Since the cause of FAD has not been genetically pinpointed, the only way to diagnose FAD is through the examination of phenotypic variations in the aorta. Usually echocardiography is used to take measurements of the aortic root as well as transesophageal echocardiography. Biomarkers lend a quick way to diagnose dissection when time is of the essence. These have the ability to relay the levels of smooth muscle myosin heavy chain protein present, which is released from damaged aortic tissue.

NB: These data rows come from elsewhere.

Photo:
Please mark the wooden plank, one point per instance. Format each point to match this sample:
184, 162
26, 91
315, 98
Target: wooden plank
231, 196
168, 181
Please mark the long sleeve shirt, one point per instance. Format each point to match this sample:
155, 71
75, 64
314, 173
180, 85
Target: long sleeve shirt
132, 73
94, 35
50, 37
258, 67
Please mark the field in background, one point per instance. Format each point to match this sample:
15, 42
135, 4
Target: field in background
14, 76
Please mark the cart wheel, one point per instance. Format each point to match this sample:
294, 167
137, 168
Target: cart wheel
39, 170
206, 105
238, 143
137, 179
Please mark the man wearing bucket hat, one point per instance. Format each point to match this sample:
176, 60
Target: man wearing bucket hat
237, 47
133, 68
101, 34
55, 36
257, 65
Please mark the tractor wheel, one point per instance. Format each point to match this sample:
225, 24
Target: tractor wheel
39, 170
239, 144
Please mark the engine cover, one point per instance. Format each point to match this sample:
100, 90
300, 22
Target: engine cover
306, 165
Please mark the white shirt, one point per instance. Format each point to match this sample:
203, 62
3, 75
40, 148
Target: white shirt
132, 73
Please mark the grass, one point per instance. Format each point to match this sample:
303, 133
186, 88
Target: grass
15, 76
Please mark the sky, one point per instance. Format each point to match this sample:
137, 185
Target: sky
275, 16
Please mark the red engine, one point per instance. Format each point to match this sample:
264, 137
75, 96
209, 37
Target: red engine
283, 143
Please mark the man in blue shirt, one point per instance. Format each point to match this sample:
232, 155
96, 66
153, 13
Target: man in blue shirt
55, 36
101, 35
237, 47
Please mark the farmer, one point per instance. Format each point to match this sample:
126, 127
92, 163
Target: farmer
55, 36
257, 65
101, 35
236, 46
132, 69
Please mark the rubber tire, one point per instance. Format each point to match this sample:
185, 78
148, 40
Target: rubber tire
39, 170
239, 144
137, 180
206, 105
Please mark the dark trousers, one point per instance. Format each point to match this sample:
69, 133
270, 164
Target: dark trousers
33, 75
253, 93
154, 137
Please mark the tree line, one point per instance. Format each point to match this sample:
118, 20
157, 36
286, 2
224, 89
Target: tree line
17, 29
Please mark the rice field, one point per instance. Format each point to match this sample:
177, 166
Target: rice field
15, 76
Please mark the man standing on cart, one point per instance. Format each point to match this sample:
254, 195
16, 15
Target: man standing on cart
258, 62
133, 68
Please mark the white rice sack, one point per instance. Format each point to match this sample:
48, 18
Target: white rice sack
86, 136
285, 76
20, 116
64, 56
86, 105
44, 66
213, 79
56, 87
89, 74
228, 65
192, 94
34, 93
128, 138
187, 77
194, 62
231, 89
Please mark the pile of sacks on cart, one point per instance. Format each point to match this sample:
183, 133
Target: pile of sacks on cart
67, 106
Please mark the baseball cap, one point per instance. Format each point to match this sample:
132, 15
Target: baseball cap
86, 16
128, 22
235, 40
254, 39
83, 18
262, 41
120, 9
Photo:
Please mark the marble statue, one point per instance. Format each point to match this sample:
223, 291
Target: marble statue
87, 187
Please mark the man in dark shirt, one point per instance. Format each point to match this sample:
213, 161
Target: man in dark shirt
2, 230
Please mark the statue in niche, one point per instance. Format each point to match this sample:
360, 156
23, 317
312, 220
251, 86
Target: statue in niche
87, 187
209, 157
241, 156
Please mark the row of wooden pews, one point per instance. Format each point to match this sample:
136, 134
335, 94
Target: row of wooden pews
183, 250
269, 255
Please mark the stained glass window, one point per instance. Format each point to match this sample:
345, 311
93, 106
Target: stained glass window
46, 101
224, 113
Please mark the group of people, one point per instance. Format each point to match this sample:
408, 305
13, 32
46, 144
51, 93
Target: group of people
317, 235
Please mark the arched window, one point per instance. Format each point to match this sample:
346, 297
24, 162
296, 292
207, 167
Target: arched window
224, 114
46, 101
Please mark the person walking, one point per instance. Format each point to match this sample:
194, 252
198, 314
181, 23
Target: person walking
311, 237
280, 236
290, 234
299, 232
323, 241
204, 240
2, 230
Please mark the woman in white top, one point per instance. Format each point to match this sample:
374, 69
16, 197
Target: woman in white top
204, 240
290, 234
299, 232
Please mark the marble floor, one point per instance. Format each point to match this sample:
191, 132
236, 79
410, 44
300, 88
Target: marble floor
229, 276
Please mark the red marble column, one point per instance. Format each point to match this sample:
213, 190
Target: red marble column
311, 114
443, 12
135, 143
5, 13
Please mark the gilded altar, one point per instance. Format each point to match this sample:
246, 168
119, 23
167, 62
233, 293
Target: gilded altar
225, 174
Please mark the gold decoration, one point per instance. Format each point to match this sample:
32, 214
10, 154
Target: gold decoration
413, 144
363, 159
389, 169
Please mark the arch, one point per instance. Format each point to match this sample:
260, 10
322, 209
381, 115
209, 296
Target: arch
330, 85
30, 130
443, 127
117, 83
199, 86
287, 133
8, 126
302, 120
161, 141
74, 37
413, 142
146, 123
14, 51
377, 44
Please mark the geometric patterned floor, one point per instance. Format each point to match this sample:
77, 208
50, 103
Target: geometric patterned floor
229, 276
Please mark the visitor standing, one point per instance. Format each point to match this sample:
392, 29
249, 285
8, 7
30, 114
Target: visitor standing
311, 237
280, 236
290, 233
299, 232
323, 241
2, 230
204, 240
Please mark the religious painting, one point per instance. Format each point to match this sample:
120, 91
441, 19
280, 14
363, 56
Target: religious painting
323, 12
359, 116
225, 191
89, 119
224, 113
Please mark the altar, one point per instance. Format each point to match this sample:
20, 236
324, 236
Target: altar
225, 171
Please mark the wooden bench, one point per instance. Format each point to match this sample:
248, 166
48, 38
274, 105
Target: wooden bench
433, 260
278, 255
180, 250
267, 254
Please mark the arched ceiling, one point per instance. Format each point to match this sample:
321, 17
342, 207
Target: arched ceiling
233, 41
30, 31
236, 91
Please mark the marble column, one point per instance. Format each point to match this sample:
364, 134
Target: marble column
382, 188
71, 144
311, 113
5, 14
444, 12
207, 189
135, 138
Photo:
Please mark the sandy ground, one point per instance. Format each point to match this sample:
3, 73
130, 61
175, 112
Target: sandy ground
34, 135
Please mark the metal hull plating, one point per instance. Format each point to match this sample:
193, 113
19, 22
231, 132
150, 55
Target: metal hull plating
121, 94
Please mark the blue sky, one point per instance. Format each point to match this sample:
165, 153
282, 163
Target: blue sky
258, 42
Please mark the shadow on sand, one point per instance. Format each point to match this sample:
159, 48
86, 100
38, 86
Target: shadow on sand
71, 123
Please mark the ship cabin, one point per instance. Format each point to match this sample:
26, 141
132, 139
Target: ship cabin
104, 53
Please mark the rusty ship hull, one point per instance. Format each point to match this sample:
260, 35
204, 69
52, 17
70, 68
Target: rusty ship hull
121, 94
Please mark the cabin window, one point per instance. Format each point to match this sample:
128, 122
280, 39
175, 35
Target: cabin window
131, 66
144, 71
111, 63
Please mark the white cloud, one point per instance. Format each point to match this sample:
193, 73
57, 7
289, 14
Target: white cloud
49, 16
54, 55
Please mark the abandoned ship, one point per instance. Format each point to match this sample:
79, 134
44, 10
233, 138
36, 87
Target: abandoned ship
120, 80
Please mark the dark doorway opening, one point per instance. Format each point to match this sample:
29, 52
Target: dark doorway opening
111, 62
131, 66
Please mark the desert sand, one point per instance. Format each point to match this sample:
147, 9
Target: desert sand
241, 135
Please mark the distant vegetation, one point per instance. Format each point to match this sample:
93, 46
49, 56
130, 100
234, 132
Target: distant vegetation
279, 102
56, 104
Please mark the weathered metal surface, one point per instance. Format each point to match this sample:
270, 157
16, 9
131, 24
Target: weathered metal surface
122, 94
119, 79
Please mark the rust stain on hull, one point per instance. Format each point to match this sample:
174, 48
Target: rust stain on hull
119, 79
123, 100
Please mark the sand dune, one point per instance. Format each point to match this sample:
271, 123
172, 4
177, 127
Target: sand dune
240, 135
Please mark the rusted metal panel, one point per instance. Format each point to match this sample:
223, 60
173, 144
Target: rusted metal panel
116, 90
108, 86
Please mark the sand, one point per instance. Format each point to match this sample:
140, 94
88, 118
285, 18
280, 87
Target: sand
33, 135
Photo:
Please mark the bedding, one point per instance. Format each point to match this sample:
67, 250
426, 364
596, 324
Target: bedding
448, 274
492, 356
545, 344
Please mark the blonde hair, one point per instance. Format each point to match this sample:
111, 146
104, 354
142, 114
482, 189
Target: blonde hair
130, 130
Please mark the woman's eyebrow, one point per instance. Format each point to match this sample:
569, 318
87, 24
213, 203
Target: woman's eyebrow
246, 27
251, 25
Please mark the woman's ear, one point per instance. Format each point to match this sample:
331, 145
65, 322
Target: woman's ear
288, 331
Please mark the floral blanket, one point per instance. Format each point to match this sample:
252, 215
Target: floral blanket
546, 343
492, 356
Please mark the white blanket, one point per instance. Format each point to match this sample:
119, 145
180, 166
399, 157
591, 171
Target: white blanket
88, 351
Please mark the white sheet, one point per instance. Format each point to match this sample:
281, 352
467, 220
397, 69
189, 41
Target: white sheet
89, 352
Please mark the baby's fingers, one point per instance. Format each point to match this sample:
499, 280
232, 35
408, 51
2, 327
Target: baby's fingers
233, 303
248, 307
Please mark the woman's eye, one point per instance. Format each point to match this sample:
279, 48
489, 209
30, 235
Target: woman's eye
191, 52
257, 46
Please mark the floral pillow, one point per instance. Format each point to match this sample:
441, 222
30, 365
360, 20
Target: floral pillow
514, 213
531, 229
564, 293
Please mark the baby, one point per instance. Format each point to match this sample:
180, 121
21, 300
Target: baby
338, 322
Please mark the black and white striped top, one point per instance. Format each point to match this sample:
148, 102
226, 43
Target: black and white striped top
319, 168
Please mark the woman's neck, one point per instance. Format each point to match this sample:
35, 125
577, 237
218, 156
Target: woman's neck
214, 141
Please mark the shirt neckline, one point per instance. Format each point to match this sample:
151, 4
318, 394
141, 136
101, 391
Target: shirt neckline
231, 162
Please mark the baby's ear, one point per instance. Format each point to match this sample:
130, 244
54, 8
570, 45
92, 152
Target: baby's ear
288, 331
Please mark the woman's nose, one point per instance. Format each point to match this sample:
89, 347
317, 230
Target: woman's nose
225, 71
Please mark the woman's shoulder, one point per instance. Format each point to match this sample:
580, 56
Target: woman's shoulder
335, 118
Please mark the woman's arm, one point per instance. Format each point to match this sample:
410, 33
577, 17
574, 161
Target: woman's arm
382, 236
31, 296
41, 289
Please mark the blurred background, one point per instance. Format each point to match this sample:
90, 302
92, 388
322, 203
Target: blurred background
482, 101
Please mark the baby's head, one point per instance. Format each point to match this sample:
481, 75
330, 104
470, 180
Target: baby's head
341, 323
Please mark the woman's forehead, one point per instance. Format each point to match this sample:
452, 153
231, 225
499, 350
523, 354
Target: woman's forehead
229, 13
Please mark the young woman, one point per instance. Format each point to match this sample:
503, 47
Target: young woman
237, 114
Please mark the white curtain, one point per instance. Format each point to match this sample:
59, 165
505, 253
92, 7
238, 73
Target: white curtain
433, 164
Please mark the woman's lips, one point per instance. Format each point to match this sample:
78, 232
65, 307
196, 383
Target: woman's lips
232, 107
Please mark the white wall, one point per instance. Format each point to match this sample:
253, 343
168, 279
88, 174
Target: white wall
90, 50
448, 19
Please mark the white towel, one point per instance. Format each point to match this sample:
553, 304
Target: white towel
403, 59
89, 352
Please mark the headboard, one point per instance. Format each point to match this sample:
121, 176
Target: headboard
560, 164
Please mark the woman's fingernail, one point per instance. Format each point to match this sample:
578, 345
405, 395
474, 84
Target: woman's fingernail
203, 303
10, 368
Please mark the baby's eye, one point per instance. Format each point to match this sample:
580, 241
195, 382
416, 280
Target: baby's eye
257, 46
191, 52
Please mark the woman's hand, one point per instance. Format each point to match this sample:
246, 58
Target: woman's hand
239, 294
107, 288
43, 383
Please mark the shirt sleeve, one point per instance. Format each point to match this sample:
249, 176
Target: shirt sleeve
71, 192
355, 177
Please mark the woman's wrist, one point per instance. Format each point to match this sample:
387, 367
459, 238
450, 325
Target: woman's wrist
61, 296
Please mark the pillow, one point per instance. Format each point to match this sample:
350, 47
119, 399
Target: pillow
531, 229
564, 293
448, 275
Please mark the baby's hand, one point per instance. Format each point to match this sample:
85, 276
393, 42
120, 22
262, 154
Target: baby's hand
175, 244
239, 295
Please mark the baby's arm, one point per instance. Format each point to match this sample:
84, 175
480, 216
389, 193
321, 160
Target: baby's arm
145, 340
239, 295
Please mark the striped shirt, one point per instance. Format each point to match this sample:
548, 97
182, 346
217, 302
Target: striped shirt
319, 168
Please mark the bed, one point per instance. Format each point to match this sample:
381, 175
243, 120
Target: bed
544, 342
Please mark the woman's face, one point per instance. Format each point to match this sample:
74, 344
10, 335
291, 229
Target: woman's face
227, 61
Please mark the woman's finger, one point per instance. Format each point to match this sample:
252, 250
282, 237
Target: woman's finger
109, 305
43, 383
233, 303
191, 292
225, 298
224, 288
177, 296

There are two types of FAD; groups A and B. Normally if any area of the ascending aorta is involved in the dissection this is considered group A. If the dissection occurs within the descending aorta this is classified in group B. These two groups can than be broken down into three classes of FAD: Type 1, Type 2 and Type 3. Group A consists of Types 1 and 2, whereas Group B consists only of Type 3. Type 1 encompasses dissection in the distal ascending aorta closest to the heart, not including the aortic arch. Type 2 refers to dissection of the ascending aorta, closer to and including the aortic arch. Type 3 refers to the descending thoracic and abdominal aorta.

Group A dissections are the more serious of the two due to the location of the dissection in the ascending aorta, which leads to a higher risk of congestive heart failure and pericardium and/or aortic valve rupture. Individuals also tend to be predisposed to type A if they do have Marfans or Elhers-Danlos syndromes. These contribute to a higher fatality rate in group A dissection if immediate surgery is not performed. The most common corrective surgeries are actual aortic valve replacement and coronary artery bypass. The five-year survival rate after surgery is a successful 70.4% due to vigilant monthly physical exams and chest x-rays to monitor progress. Group B dissections typically have a higher surgery mortality rate and are therefore not good candidates. Instead medical management is the common response to treating and keeping dissections of the descending aorta under control.

==Treatment==

Type 1 and Type 2 FAD call for the same treatment: immediate surgery to replace the aorta. Surgery is required due to the high risk of mortality. Type 3 is less severe and requires the maintenance of blood pressure through diet and exercise. Upon diagnosing someone with FAD intravenous antihypertensive treatment is frequently used. Often intravenous sodium nitroprusside is used for its efficiency in lessening the pulsatile load thus reducing blood pressure. Reducing this force slows the progression of the dissection. Surgical success depends on age, severity of symptoms, postoperative organ dysfunction and stroke. Surgical intervention is always indicated in Type 1 cases. Aortic surgery is palliative, not curative. The goal is to merely to prevent rupture, restore blood flow, and fix any aortic valve dysfunction. Post operative protocols include frequent monitoring of the aorta diameter. Statins and beta blockers are also popular treatments used to reduce future plaque build up and blockage of epinephrine receptors as a way to control heart rate and blood pressure.

Long term treatment should also include regular check ups every 3 to 6 months. A CT scan or MRI is recommended, along with required chest x-rays. Antihypertensive therapy with beta adrenergic antagonists is required regardless of medical versus surgical treatment. Ten to twenty percent of those who choose surgical intervention are re-operated on due to compression, aneurysm development or blood leakage.

== Research directions ==
Currently, there is controversy over whether or not inheritance truly plays a role in FAD, and if so which gene it acts upon. FAD does not come from strictly one predisposing factor, such as hypertension. It is suggested that the combination of environmental factors along with genetics may contribute to causing FAD. Before newer and more effective cures and therapies can be developed, first the specific gene mutation must be identified. Until such a gene is determined, scientists say patient education, and physician awareness is vital. Currently scientists have found animal models to be beneficial in understanding the pathology behind FAD. In the future there is hope to develop drugs that will better support and strengthen the aortic wall. Endovascular methods of treatment are becoming increasingly popular, and scientists hope to use this technique in both acute and chronic cases.